History Vignettes

Know your Nehru: Tarnishing India’s Image Abroad

Team Dharma Dispatch

Starting with this, The Dharma Dispatch will carry a series aimed at providing the true picture of India’s first Prime Minister, Jawaharlal Nehru. This series will be in the nature of providing archived excerpts or full-length essays republished here.

The following has been excerpted from The Owosso Argus-Press dated 9 January 1963 authored by Leon Dennen.

Nehru’s Still Trying To Ride Dead Horse

Some world statesmen cling to their political illusions even like ordinary mortals. A case in point is India’s Jawaharlal Nehru.

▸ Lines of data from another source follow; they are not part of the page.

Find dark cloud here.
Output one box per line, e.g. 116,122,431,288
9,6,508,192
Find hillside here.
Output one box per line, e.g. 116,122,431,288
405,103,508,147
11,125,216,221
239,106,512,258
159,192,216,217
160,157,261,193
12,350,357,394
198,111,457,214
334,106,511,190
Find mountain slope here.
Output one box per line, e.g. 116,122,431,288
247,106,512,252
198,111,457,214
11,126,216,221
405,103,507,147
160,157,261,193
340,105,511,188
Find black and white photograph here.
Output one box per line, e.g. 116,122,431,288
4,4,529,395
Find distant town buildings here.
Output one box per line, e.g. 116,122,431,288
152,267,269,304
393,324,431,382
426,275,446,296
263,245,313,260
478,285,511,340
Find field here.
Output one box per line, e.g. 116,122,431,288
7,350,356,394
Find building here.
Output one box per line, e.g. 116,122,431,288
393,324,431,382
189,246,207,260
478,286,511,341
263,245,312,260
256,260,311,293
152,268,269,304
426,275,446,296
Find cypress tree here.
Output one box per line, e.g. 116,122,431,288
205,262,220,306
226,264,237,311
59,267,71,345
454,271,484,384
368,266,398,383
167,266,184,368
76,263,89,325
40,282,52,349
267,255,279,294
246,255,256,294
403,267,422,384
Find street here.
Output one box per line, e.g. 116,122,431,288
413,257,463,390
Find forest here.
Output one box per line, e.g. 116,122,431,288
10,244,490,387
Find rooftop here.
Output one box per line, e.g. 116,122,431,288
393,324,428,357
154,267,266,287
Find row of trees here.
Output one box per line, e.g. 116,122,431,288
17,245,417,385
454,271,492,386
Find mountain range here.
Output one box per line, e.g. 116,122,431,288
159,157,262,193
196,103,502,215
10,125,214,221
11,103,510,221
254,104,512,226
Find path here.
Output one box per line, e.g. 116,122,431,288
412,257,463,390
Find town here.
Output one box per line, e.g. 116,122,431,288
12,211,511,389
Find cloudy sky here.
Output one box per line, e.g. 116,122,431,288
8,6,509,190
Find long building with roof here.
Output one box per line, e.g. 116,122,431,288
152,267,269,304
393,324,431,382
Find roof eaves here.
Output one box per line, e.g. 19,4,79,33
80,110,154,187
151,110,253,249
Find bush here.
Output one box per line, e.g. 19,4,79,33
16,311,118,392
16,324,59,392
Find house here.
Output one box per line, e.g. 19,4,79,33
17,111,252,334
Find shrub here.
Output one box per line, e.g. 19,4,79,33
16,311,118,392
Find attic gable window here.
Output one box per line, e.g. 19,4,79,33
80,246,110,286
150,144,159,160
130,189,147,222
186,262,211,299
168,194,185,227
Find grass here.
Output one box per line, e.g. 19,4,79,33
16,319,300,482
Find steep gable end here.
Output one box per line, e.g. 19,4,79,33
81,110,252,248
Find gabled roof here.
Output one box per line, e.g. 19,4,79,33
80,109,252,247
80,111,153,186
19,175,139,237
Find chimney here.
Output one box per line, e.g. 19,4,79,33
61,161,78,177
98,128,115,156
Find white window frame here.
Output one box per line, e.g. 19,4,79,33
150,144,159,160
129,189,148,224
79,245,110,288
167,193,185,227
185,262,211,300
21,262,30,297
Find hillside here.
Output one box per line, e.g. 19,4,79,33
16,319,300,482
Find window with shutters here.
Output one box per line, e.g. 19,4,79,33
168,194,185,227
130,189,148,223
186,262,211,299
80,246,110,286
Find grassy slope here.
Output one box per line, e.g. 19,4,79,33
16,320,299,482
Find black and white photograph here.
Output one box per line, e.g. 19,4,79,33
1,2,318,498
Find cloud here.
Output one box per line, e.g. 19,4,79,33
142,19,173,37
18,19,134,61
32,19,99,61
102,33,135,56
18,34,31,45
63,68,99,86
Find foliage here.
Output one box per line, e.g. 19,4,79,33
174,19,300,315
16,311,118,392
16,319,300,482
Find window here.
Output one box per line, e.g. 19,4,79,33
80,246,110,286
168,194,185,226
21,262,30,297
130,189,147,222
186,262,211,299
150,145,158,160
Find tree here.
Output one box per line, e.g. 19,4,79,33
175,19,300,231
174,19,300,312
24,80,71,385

The prime minister has informed his cabinet, believe it or not, that India has no intention of abandoning “non-alignment” thereby joining the anti-Communist nations of the world.

Nonalignment (doubletalk for neutrality) was born in 1961 in Belgrade at a conference…sponsored by Nehru and Yugoslavia’s President Tito.

[…]

This writer was among a score of reporters in Belgrade who watched Nehru’s diplomatic acrobatics as he tried to maneuver between the United States and Russia – always giving the edge to Russia.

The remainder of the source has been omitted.